Danışıklı intifa hakkı kurulmasına yönelik açılacak davada davacı, davalı paydaşın yaptığı intifa hakkı kurulması işleminin intifa hakkı sahibi ile aralarında ki görünürdeki işlem olduğunu, gerçek amacın ise diğer paydaşların payının gerçek değerin altında alınması amaçlandığını ispatlayacaktır.
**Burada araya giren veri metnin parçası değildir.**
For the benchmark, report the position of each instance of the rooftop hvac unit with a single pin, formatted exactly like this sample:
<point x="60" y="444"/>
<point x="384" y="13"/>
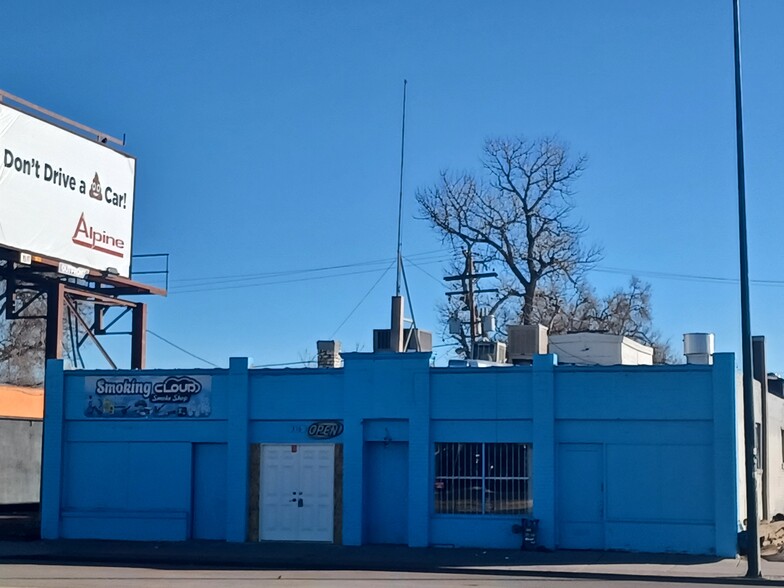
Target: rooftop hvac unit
<point x="525" y="341"/>
<point x="489" y="351"/>
<point x="698" y="348"/>
<point x="382" y="340"/>
<point x="328" y="354"/>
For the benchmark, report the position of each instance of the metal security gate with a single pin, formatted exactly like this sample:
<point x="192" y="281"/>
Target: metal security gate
<point x="296" y="492"/>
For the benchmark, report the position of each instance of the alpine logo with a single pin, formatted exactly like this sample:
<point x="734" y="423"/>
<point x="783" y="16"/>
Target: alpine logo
<point x="92" y="238"/>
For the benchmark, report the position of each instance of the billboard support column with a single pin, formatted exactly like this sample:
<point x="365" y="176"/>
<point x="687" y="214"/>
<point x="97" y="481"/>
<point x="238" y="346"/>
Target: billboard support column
<point x="139" y="336"/>
<point x="55" y="298"/>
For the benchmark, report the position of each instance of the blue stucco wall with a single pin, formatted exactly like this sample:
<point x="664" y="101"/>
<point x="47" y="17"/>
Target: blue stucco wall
<point x="656" y="444"/>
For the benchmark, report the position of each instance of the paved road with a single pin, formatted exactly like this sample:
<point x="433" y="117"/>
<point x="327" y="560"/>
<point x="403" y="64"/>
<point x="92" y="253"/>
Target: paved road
<point x="60" y="576"/>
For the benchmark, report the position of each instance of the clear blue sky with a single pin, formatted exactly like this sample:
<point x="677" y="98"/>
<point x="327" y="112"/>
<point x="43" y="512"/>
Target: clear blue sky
<point x="267" y="136"/>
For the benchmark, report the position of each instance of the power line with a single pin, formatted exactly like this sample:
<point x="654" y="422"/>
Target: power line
<point x="181" y="349"/>
<point x="209" y="287"/>
<point x="684" y="277"/>
<point x="353" y="310"/>
<point x="231" y="277"/>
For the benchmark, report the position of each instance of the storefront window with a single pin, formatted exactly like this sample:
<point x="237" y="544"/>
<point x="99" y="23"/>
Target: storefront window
<point x="483" y="478"/>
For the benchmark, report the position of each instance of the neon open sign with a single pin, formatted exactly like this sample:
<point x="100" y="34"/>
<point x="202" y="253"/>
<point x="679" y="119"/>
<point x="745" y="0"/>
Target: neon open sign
<point x="325" y="429"/>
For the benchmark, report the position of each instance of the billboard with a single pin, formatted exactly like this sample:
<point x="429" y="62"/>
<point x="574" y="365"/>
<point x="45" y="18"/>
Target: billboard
<point x="63" y="195"/>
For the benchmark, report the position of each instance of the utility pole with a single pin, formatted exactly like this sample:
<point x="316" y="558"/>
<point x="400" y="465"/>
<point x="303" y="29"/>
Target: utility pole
<point x="752" y="516"/>
<point x="468" y="292"/>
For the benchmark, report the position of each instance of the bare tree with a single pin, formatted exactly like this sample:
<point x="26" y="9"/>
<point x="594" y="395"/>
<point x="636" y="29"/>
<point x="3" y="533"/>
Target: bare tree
<point x="22" y="345"/>
<point x="23" y="340"/>
<point x="568" y="308"/>
<point x="515" y="218"/>
<point x="517" y="213"/>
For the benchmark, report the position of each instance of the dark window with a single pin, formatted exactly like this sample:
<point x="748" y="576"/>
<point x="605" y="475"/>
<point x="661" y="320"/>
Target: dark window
<point x="483" y="478"/>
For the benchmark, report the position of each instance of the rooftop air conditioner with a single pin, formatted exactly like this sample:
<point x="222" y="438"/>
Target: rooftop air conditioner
<point x="494" y="351"/>
<point x="525" y="341"/>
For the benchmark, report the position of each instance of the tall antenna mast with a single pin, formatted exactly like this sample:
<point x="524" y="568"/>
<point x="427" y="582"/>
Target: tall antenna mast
<point x="400" y="197"/>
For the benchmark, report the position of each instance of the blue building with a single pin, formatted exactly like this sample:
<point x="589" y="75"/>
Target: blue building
<point x="390" y="450"/>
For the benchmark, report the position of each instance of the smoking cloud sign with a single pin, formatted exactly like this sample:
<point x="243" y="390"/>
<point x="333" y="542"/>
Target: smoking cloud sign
<point x="64" y="196"/>
<point x="148" y="397"/>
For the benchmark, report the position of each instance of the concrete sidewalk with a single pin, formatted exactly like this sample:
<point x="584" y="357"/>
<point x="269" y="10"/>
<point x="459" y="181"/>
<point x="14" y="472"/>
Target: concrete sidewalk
<point x="314" y="556"/>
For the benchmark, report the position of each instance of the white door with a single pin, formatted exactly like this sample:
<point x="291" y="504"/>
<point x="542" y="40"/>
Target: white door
<point x="297" y="492"/>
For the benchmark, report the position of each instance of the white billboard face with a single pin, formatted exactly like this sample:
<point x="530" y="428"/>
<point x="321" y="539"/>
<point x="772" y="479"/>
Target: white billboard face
<point x="64" y="196"/>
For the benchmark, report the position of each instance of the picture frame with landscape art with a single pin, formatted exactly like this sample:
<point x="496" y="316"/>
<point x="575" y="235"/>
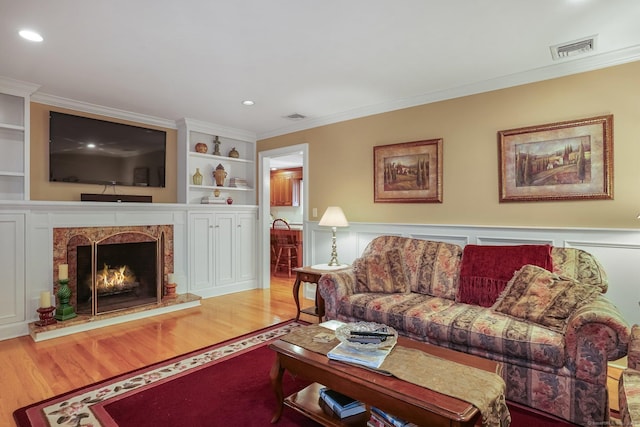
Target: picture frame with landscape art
<point x="408" y="172"/>
<point x="570" y="160"/>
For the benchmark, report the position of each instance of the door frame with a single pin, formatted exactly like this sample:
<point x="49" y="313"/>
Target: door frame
<point x="264" y="206"/>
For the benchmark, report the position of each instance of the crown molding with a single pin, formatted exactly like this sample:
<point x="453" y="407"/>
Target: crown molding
<point x="555" y="70"/>
<point x="215" y="129"/>
<point x="58" y="101"/>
Yani, asıl amacın açılacak paydaşlığın giderilmesi davasında taşınmaza intifa hakkının varlığı nedeniyle alıcıların itibar etmesinin engellenerek taşınmazın satış değerini düşürmek ve yapılacak ihalede taşınmazı satın almaya çalışmak olduğunun ispatlanması gerekmektedir. Davacı intifa hakkının danışıklı olarak kurulduğunun tespiti ile tapudaki intifa hakkının kaldırılmasını talep edecektir. Diğer (tam mülkiyet sahibi) paydaşların tamamı dava açma hakkına sahiptir. Çünkü kurulan intifa hakkı doğrudan onların paydaşlığın giderilmesini isteme haklarına zarar vermektedir. Danışıklı intifa hakkı kurulması mutlak muvazaa olarak kabul edildiği için hak düşürücü süre ya da zamanaşımı süresi yoktur. Davada kendi payı üzerinde intifa hakkı kuran paydaş ve intifa hakkı sahibi davalı olarak gösterilecektir. Muvazaa her türlü delil ile ispat edilebilir, tanık dinlenebilir. Uyuşmazlığın özelliğine göre tapu kayıtları, banka hesapları, kadastro tutanakları, vergi makbuzları, elektrik, su, doğalgaz makbuzları, mektup ve benzeri yazışmalar, tanık, bilirkişi incelemesi, keşif ve  her türlü delil ibraz edilebilir.